Immutable sequence used for indexing and alignment.
The basic object storing axis labels for all pandas objects.
Changed in version 2.0.0: Index can hold all numpy numeric dtypes (except float16). Previously only int64/uint64/float64 dtypes were accepted.
Parameters:
data: array-like (1-dimensional)
An array-like structure containing the data for the index. This could be a Python list, a NumPy array, or a pandas Series.

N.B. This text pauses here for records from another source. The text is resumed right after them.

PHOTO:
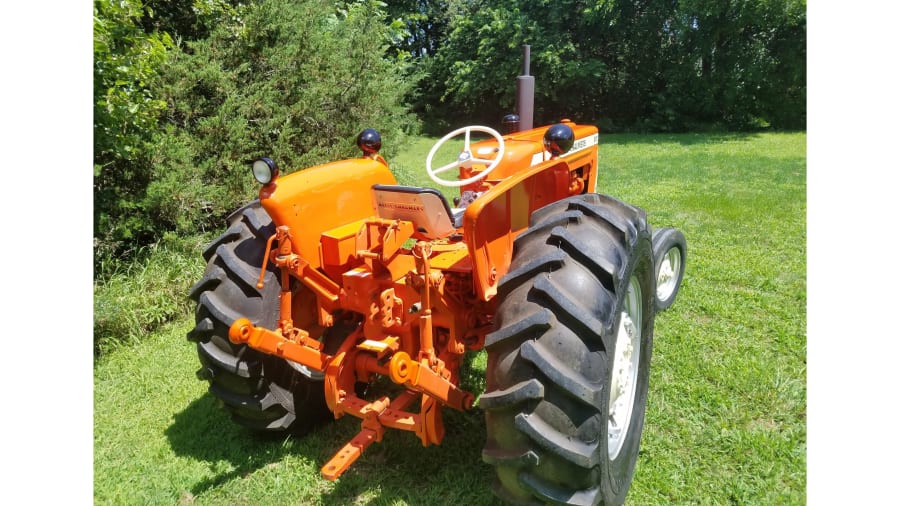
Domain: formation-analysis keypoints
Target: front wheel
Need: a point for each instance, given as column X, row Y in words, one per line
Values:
column 568, row 362
column 669, row 255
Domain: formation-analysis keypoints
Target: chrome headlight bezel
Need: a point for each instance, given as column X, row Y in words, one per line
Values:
column 265, row 170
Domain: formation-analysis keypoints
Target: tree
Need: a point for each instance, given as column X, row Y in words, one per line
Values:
column 644, row 64
column 126, row 112
column 295, row 81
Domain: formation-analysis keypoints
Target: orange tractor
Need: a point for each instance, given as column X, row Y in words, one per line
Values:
column 338, row 276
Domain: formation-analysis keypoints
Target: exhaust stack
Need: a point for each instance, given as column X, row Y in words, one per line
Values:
column 525, row 92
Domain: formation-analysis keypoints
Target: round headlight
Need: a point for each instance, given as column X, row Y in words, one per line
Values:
column 265, row 170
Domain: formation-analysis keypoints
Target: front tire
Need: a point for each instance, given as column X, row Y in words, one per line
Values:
column 260, row 391
column 568, row 362
column 669, row 256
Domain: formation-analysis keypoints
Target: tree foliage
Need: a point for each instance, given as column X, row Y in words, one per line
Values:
column 187, row 92
column 646, row 64
column 296, row 81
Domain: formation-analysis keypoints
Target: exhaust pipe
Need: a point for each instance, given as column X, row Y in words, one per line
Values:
column 525, row 92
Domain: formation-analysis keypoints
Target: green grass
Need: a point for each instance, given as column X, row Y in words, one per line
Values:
column 726, row 419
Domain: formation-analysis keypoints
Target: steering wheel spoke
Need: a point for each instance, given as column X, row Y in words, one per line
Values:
column 445, row 168
column 468, row 159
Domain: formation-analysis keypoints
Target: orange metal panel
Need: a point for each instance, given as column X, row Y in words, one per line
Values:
column 493, row 221
column 323, row 198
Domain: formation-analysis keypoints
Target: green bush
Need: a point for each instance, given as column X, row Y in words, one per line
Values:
column 296, row 81
column 133, row 299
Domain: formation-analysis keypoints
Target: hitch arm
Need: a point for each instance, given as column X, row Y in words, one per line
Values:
column 302, row 349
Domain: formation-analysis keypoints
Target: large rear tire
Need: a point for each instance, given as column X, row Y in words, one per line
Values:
column 568, row 362
column 260, row 391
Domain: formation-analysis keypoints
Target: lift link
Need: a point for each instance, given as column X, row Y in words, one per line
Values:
column 417, row 376
column 301, row 349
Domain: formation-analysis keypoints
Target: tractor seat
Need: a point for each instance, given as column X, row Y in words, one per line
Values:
column 426, row 208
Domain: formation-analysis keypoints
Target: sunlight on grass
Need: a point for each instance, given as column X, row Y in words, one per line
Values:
column 726, row 418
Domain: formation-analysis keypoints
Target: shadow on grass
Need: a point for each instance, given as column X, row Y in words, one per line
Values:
column 400, row 469
column 397, row 469
column 203, row 431
column 685, row 139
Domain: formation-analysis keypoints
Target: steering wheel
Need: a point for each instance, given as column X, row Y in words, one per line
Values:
column 465, row 158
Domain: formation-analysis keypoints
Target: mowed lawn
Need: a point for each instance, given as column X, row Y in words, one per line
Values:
column 726, row 417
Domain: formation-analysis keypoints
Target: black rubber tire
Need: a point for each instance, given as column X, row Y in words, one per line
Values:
column 260, row 391
column 549, row 358
column 664, row 239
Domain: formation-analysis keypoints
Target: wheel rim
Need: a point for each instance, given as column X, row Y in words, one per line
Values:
column 625, row 368
column 667, row 274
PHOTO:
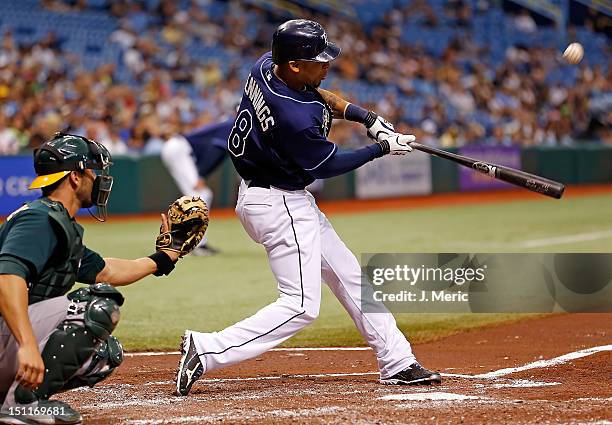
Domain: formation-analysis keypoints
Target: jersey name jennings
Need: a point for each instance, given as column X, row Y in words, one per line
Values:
column 264, row 115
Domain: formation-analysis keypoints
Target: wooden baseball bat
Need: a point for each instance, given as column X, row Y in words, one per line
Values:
column 510, row 175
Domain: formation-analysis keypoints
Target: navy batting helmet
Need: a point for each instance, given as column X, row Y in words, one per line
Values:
column 301, row 39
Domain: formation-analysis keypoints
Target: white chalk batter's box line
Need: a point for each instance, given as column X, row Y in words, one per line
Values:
column 489, row 375
column 172, row 353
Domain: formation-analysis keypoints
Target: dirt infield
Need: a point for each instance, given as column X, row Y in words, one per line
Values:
column 556, row 369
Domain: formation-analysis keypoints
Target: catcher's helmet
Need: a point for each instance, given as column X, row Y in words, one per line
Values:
column 65, row 153
column 301, row 39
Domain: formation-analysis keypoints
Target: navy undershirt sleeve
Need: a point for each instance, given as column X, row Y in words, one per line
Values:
column 343, row 161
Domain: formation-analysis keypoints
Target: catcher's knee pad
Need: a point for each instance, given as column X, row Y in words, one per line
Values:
column 92, row 316
column 99, row 305
column 106, row 358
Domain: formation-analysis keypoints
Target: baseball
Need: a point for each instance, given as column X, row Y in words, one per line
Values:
column 573, row 54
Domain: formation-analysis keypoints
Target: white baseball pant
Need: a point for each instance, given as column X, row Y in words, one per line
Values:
column 302, row 249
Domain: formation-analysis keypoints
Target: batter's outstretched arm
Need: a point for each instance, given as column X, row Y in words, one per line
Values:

dtype: str, numpy.dtype, or ExtensionDtype, optional
Data type for the output Index. If not specified, this will be inferred from data. See the user guide for more usages.
copy: bool, default None
Whether to copy input data, only relevant for array, Series, and Index inputs (for other input, e.g. a list, a new array is created anyway). Defaults to True for array input and False for Index/Series. Set to False to avoid copying array input at your own risk (if you know the input data won’t be modified elsewhere). Set to True to force copying Series/Index input up front.
name: object
Name to be stored in the index.
tupleize_cols: bool (default: True)
When True, attempt to create a MultiIndex if possible.
See also:
RangeIndex
Index implementing a monotonic integer range.
CategoricalIndex
Index of Categorical s.
MultiIndex
A multi-level, or hierarchical Index.
IntervalIndex
An Index of Interval s.
DatetimeIndex
Index of datetime64 data.
TimedeltaIndex
Index of timedelta64 data.
PeriodIndex
Index of Period data.
Notes:
An Index instance can only contain hashable objects. An Index instance can not hold numpy float16 dtype.